The Audit Committee monitored the Company’s progress in complying with Section 404 of the Sarbanes-Oxley Act of 2002, including the Public Company Accounting Oversight Board’s Auditing Standard No. 2 regarding the audit of internal control over financial reporting. This oversight included the review of key initiatives and programs aimed at strengthening the effectiveness of the Company’s internal and disclosure control structure. As part of this process, the Audit Committee continued to monitor the scope and adequacy of the Company’s internal auditing program and steps taken to implement recommended improvements in internal procedures and controls.

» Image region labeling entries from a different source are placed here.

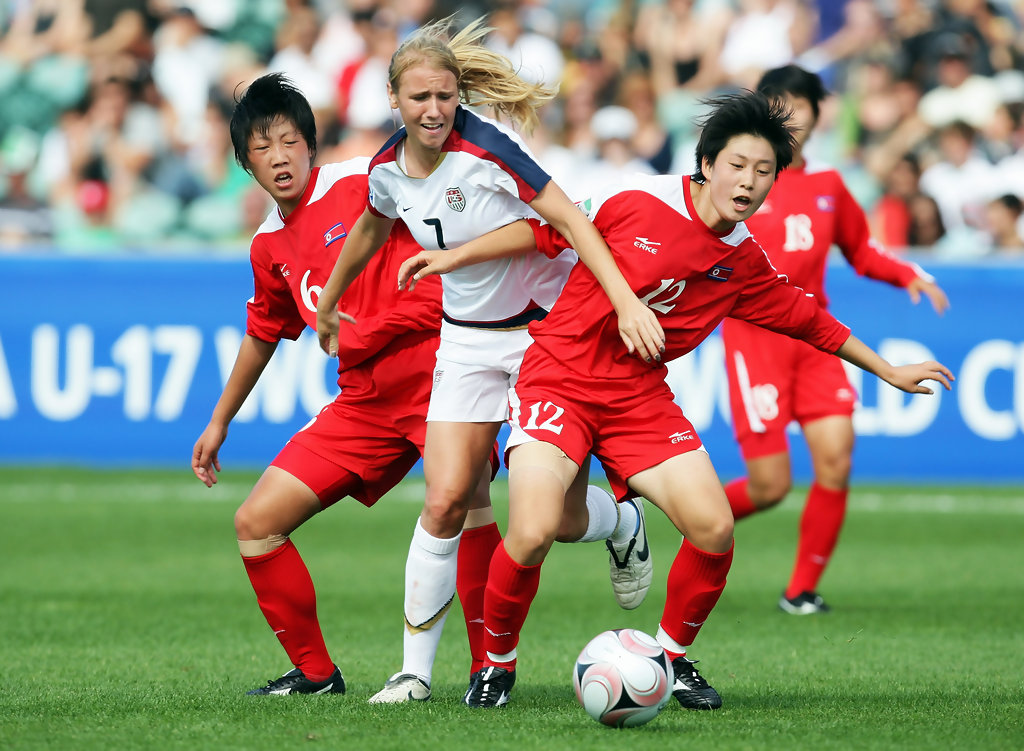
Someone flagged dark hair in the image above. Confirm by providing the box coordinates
[992,193,1024,216]
[690,91,797,182]
[758,66,828,121]
[228,73,316,174]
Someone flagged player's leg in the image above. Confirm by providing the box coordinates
[456,468,502,681]
[725,451,793,512]
[464,442,580,707]
[779,415,854,615]
[556,456,654,610]
[392,421,500,698]
[629,449,733,709]
[234,456,361,694]
[722,320,800,521]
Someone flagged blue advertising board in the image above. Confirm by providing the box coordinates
[0,254,1024,483]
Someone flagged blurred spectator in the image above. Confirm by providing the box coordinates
[921,121,995,232]
[985,194,1024,254]
[583,105,654,184]
[633,0,730,95]
[337,8,398,133]
[906,193,946,250]
[918,32,999,128]
[484,0,565,89]
[267,4,336,133]
[618,70,673,174]
[153,7,222,147]
[870,153,921,250]
[719,0,814,89]
[0,127,53,245]
[799,0,886,88]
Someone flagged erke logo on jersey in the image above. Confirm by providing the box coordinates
[324,221,348,248]
[633,238,660,255]
[444,187,466,211]
[708,264,732,282]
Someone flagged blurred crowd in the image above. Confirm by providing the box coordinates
[0,0,1024,258]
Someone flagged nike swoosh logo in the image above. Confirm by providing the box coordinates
[637,530,650,560]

The Audit Committee also discussed with KPMG LLP, the matters required to be discussed by Statement on Auditing Standards No. 61, “Communication with Audit Committees,” as amended. The Audit Committee has received from KPMG LLP, as required by Independence Standards Board Standard No. 1, “Independence Discussions with Audit Committee,” (i) a written disclosure, indicating all relationships, if any, between KPMG LLP and its related entities and the Company and its related entities which, in the auditor’s professional judgment, reasonably may be thought to bear on the auditor’s independence, and (ii) a letter from KPMG LLP confirming that, in its professional judgment, it is independent of the Company. In addition, the Audit Committee discussed with KPMG LLP its independence from management and the Company, including the matters in the written disclosures required of KPMG LLP by Independence Standards Board Standard No. 1. The Audit Committee also considered whether the provision of services during 2006 by KPMG LLP that were unrelated to their audit of the financial statements during 2006 is compatible with maintaining KPMG LLP’s independence.

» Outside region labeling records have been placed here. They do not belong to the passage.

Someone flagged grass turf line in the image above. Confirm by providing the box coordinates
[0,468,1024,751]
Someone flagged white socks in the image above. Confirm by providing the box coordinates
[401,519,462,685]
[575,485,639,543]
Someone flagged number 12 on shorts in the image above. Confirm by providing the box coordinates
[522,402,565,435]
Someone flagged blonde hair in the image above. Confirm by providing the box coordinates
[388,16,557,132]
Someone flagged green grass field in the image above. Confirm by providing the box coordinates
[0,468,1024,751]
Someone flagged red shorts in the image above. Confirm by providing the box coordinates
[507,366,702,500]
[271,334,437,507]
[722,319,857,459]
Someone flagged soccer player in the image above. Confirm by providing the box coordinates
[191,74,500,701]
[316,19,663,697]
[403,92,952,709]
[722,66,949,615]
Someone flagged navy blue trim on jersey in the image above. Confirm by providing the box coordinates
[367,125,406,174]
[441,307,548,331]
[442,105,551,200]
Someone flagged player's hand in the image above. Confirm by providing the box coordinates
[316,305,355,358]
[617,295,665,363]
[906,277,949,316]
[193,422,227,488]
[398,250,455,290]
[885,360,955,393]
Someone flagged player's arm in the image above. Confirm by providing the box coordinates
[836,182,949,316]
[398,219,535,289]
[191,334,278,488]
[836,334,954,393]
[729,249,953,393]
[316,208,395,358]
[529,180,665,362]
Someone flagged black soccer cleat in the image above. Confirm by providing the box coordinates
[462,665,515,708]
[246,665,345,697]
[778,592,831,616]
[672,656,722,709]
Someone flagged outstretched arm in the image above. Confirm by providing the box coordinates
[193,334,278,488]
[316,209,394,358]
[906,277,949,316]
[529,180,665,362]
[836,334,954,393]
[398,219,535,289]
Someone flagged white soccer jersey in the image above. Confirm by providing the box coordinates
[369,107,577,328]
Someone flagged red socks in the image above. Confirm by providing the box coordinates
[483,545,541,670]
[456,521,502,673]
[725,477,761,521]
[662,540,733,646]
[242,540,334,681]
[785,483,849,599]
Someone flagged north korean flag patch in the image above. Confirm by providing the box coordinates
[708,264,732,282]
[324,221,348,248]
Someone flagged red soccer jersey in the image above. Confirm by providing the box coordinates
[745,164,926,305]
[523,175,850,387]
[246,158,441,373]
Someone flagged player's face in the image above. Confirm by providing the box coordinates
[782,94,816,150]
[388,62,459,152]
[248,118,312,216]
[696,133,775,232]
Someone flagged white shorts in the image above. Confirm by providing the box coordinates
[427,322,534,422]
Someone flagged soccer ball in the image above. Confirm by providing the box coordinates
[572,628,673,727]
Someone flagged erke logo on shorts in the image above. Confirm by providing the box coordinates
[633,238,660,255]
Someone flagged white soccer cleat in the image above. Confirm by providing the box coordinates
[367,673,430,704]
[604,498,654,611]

Additionally, the Audit Committee discussed with KPMG LLP the overall scope and plan for their audit. The Audit Committee met with KPMG LLP to discuss the results of their examinations, their evaluations of the Company’s internal controls and the overall quality of the Company’s financial reporting.

 

28


In reliance on the reviews and discussions referred to above, the Audit Committee recommended to the Board of Directors that the audited financial statements be included in the Company’s Annual Report on Form 10-K for 2006 for filing with the U.S. Securities and Exchange Commission. The Audit Committee also recommended to the Board of Directors that the Company retain KPMG LLP as the Company’s independent registered public accounting firm for fiscal 2007.

AUDIT COMMITTEE:

Roger L. Boeve, Chairman

Ronald W. San Martin

Dick R. Holbrook

RELATED PARTY TRANSACTION POLICY AND PROCEDURES

Under the Company’s Policy on Related Party Transactions, the Audit Committee is responsible for reviewing and approving all related party transactions. This written policy applies to certain transactions involving over $5,000 or any group of transactions that can reasonably be foreseen to involve in excess of $10,000 in any one fiscal year with related parties, which includes our officers, directors and director nominees, and members of their immediate families. In determining whether to approve a related party transaction, the Audit Committee would take into account material facts of the transaction, including whether it is on terms no less favorable than terms generally available to an unaffiliated third-party under the same or similar circumstances.

SECTION 16(a) BENEFICIAL OWNERSHIP REPORTING COMPLIANCE

Based solely on a review of the copies of reports furnished to the Company, or written representations that no annual forms (Form 5) were required, the Company believes that, during the 2006 fiscal year, its officers, directors and 10% shareholders complied with all filing requirements for reporting to the SEC their ownership and changes in ownership of Common Stock (as required pursuant to Section 16(a) of the Exchange Act).